The Return Journey is a collection of 14 short stories of life, love, and learning that enables the most harried reader to enjoy a well-told tale in its entirety before checking on the kids or folding the clothes. In the tradition of Binchy's classic tales Circle of Friends and Tara Road, this consummate summer beach book introduces readers not to models of literary and romantic indefectibility, but to folks just like us, who have bad hair days, runs in their hose, and freckles both physical and metaphorical. The title story paints a portrait of the embattled relationship between a mother who left her home in Dunglass, Ireland, and her daughter, who has traveled to Ireland to find her history and finds love, as well. Through weekly correspondence, mother and daughter repair the damage to their relationship, laying to rest ghosts of an earlier mother-daughter relationship gone irrevocably wrong. And Binchy's "Victor and St.
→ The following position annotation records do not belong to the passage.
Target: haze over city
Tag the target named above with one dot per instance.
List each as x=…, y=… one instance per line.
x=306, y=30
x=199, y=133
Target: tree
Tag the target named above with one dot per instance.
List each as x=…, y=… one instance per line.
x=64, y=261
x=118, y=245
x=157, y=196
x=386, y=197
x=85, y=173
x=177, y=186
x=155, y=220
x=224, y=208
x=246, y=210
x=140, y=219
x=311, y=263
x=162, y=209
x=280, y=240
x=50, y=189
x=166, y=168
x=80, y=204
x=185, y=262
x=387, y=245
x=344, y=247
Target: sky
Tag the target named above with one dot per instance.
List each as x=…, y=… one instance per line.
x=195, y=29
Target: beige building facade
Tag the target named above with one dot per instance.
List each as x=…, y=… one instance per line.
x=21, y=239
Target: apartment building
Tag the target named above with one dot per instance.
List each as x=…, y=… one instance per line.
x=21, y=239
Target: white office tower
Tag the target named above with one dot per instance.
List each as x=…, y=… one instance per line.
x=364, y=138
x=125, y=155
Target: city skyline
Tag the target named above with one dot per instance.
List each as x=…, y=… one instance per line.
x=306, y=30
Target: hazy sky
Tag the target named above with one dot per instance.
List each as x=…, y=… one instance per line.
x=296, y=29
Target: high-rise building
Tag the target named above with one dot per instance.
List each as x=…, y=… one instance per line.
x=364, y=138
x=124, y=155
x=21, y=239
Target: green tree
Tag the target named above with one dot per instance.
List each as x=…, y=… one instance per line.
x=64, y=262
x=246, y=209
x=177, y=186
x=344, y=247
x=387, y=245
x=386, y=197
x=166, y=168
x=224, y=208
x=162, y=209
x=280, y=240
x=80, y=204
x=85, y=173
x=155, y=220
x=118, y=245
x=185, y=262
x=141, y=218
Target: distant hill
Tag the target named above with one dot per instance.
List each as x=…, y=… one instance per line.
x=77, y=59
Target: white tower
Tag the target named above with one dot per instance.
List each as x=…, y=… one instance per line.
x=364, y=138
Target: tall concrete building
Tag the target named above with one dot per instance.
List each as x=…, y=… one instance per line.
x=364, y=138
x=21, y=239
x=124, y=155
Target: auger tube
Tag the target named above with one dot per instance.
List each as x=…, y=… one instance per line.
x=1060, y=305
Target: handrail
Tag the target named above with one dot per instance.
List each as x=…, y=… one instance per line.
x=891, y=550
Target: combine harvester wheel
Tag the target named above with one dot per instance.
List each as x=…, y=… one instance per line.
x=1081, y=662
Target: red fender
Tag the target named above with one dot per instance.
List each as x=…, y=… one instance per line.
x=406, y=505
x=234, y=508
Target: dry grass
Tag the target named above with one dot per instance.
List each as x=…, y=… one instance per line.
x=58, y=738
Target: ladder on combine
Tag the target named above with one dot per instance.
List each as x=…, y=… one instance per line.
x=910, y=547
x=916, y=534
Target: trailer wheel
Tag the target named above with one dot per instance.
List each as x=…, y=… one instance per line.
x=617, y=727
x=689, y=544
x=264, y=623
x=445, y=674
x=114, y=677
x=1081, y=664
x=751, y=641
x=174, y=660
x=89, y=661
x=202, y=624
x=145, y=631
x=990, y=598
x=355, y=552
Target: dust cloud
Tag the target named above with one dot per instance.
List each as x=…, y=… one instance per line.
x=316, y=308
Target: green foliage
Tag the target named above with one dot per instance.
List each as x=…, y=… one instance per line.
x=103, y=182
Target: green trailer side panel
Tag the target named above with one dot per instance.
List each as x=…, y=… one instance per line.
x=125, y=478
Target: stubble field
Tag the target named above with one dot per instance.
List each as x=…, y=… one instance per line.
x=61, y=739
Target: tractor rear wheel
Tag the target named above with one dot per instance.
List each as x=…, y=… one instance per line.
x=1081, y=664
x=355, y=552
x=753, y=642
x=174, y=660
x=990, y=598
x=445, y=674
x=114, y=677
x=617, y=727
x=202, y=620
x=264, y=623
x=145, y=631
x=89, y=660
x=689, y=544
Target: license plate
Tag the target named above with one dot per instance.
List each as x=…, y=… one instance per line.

Valentine" renews faith that truly romantic men do exist and are often overlooked, their motives suspect in an increasingly self-reliant world. No one can accuse Binchy of overtelling a tale; she has perfected the art of leading her readers to the verge and then allowing them to loose their imaginations as they see fit. A wonderful and thoroughly engaging read. --Alison Trinkle
--This text refers to the Mass Market Paperback edition.
From Publishers Weekly
Not without reason is Binchy (Evening Class; Circle of Friends) most popular for her novels, as this unimpressive collection of short stories linked by the theme of travel-and-learn indicates. Although the time is now and the place usually Dublin, the writing is dated, dependent on such romantic-comedy movie devices as mistaken identity, switched suitcases, confidante becoming lover, the stranger who upsets all the old balances, the surprise presence of Mum at the restaurant of the out-of-the-way hotel intended for a tryst. The most promising of the batch is the title story, a series of letters between a mother who left Ireland and her daughter, the young woman who has gone there to see the village her mother grew up in. The characters here have depth and secrets not immediately apparent. The conflicts between mother and daughter mirror the conflicts the mother has about her homeland. Unfortunately, the remaining 13 stories touch on formulaic generational and gender misunderstandings. The characters are established early, the predictable plot mechanisms uncoil like the proverbial spring and the conclusions are socked home, often in a chirpy manner.